20240820 Wifi Audio Streaming Client - Jim Rush's Home on the Web

Preface

This update will be a bit longer and even more meandering than other posts. There is a lot of content, but not a tutorial. It should be enough for anybody interested in repeating my results.

Introduction

I like audio in my spaces. Music, podcasts, noise/nature sounds, ect. As part of the Toon Tiki Patio build out, I want audio to be part of the experience. I want to be able to play music, background sounds and prop audio. The latter means audio tied to an object, with or without animation. For example, a voice to go with a mask.

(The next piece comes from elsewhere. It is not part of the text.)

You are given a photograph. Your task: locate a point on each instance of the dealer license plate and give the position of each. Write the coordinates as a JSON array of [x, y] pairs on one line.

I’ve been looking through commercial and DIY solutions and for some time was stumped, but I found an approach that appears will work. I’ve built it. The audio is so-so, but more on that later. I need to finish up the software and install it in the patio to figure out what aspects of it will work and what won’t.

Requirements

Reasonably cheap. I suspect I may want to replicate this approach for multiple use cases. So, I might end up deploying 5-10 audio streaming devices over time. Given audio has a wide quality range for results, ideally I can scale quality from low end and cheaper to music quality with higher end speakers.
I want to be able to control it from the same software framework I’m using for lights, and eventually, animations. I’ve currently settled on my own rolled Node-Red framework.
I want the audio to be streamed, which allows for more-or-less dynamic content and doesn’t require deploying SDCards.

Current Solution Summary

I ended up building a solution around an ESP32S3 and MAX98357A amplifiers. The ESP32S3 can generate two I2S audio streams. The ESPHome media player supports this out of the box with minimal effort. The media player can play MP3 audio based on a URL. You also have volume controls and ability to change status (stop, start, pause). The MAX98357A is a low end I2S DAC and amplifier. It can support up to ~3W speakers. This will be, I suspect, to be under performant for all but prop audio. But, the entire solution can be powered by 5V, so I can use my existing WLED patio set up in the Mai Tai Machine electrical box.

Circuit

The wiring is fairly simple:

The only complicated part is the SD_Mode resistor.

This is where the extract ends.